Evelyn Conway was coming down the stairs.
She walked slowly. Older than Arianne remembered — the lines around her mouth deeper, the silver in her hair more pronounced. But the eyes were the same. Sharp. Missed nothing. She moved slowly, one hand on the banister, each step deliberate. She wasn’t frail. She was deliberate. There was a difference.
She reached the bottom of the stairs and stopped.
"Arianne."
"Grandmother."
The two women looked at each other across the marble floor. Neither moved. Neither smiled.
Then Evelyn’s gaze shifted to Franz.
"You must be the husband." Her voice was dry. Measured. "I’ve seen you on television. You play a doctor."
"I did. Yes."
"And now you’re married to my granddaughter."
"Yes."
Evelyn studied him. The silence stretched — five seconds, ten. Franz didn’t fill it. He stood where he was, the third paper bag in his hand, and let her look.
"You’re calmer than I expected," she said.
"I’ve had a long time to learn patience."
Something flickered in Evelyn’s face. Not approval. Recognition. She looked at Arianne.
"He’s like you."
"I know," Arianne said.
Evelyn’s eyes dropped to the bag in Franz’s hand. She said nothing about it.
Joyce stepped forward into the silence. Her voice was bright — deliberately bright, the brightness of a woman who’d spent years defusing tension in this house.
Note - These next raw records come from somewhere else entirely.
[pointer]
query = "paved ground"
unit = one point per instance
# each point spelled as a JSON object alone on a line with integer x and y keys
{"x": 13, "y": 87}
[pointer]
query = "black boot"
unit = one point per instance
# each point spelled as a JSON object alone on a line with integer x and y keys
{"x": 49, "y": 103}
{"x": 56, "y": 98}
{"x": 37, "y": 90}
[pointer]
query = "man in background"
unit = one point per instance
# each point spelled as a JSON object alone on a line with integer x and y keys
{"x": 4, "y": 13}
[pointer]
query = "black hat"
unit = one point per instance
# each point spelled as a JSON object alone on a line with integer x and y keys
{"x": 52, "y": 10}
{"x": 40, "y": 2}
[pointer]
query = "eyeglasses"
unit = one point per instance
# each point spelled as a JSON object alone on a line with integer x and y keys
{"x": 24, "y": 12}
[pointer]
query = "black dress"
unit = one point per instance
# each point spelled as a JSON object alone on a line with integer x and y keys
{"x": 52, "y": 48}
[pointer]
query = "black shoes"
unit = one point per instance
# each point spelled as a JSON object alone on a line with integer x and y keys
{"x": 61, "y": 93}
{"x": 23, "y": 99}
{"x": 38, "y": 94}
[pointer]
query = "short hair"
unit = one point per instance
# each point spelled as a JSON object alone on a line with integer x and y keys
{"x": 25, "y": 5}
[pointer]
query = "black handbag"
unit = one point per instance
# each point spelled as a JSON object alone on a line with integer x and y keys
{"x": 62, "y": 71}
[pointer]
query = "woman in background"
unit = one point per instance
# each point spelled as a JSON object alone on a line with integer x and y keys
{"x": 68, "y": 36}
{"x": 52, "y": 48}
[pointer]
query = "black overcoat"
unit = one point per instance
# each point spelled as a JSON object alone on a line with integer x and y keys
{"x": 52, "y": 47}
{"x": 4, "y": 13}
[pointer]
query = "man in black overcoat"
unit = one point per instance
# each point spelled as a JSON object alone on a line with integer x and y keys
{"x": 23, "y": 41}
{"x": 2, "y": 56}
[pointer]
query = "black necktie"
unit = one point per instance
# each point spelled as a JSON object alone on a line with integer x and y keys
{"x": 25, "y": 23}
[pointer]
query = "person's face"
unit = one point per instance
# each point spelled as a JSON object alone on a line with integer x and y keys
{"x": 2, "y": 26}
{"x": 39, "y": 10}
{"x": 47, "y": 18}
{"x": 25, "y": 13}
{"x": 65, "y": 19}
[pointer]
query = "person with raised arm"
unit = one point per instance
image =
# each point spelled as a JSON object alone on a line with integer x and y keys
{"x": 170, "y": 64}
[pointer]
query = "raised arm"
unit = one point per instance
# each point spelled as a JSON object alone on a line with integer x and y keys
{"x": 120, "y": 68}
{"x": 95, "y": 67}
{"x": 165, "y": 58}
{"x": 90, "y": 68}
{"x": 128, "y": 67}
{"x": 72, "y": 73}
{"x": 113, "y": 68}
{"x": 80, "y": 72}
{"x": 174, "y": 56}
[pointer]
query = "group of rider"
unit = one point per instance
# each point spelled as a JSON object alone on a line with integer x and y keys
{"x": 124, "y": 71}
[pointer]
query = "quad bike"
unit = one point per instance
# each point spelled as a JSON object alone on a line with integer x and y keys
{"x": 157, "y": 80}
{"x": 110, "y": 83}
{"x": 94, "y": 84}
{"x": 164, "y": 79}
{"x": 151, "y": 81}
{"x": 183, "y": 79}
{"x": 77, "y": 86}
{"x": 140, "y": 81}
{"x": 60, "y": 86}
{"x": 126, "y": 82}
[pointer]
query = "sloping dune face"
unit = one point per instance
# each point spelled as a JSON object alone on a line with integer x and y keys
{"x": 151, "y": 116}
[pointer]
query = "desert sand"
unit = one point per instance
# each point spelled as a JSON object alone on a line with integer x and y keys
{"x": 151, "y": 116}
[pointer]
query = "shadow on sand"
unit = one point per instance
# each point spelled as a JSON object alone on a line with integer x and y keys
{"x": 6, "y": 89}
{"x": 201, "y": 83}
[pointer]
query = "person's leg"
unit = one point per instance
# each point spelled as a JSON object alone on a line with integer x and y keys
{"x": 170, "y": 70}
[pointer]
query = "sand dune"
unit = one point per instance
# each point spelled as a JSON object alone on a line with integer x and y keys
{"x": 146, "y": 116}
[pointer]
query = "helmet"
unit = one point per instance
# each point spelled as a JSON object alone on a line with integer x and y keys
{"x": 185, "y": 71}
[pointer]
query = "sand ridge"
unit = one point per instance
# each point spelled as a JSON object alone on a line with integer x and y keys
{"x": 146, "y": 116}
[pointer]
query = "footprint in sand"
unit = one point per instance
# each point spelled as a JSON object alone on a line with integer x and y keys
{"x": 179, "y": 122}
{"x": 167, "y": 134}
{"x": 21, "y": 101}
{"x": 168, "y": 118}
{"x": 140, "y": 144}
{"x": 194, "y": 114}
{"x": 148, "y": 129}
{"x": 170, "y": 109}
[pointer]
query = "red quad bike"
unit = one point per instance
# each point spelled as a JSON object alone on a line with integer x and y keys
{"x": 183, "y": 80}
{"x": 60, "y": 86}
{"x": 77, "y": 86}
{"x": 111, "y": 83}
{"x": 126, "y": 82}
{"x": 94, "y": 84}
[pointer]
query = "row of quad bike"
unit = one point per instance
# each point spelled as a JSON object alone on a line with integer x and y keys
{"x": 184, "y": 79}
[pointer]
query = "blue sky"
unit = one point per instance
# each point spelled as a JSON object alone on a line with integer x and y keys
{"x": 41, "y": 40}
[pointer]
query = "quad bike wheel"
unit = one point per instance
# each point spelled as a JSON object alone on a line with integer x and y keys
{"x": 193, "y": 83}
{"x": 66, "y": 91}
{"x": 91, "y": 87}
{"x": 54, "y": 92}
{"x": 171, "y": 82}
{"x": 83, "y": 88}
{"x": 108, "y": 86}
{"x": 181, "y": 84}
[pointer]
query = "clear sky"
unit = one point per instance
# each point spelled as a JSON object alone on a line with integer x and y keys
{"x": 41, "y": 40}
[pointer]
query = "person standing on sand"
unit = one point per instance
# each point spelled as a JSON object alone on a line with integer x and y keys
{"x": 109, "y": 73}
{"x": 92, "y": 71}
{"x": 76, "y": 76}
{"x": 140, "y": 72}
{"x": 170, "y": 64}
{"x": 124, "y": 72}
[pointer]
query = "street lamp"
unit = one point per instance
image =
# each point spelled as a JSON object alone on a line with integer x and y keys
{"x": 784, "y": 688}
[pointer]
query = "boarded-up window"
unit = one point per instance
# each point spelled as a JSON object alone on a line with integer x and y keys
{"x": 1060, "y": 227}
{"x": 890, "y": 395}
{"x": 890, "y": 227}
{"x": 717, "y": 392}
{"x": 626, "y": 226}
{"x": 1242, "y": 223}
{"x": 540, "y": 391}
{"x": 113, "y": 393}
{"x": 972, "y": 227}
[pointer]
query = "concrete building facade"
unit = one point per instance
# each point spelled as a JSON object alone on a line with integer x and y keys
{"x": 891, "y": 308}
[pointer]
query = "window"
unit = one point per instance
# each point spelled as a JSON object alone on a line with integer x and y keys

"Lunch is ready. We should move to the dining room before it gets cold." She touched Evelyn’s arm. Light. Tactical. "Aunt, let’s sit. They’ve driven all the way from the city."
Evelyn didn’t argue. She turned toward the dining room, and the room exhaled. Joyce caught Arianne’s eye as she passed. A small smile. A smaller shrug. That went about as well as expected.
Franz fell into step beside Arianne. His hand found the small of her back — brief, light, there and gone.
"She’s exactly how you described," he said quietly.
"You haven’t seen anything yet."
They walked into the dining room together.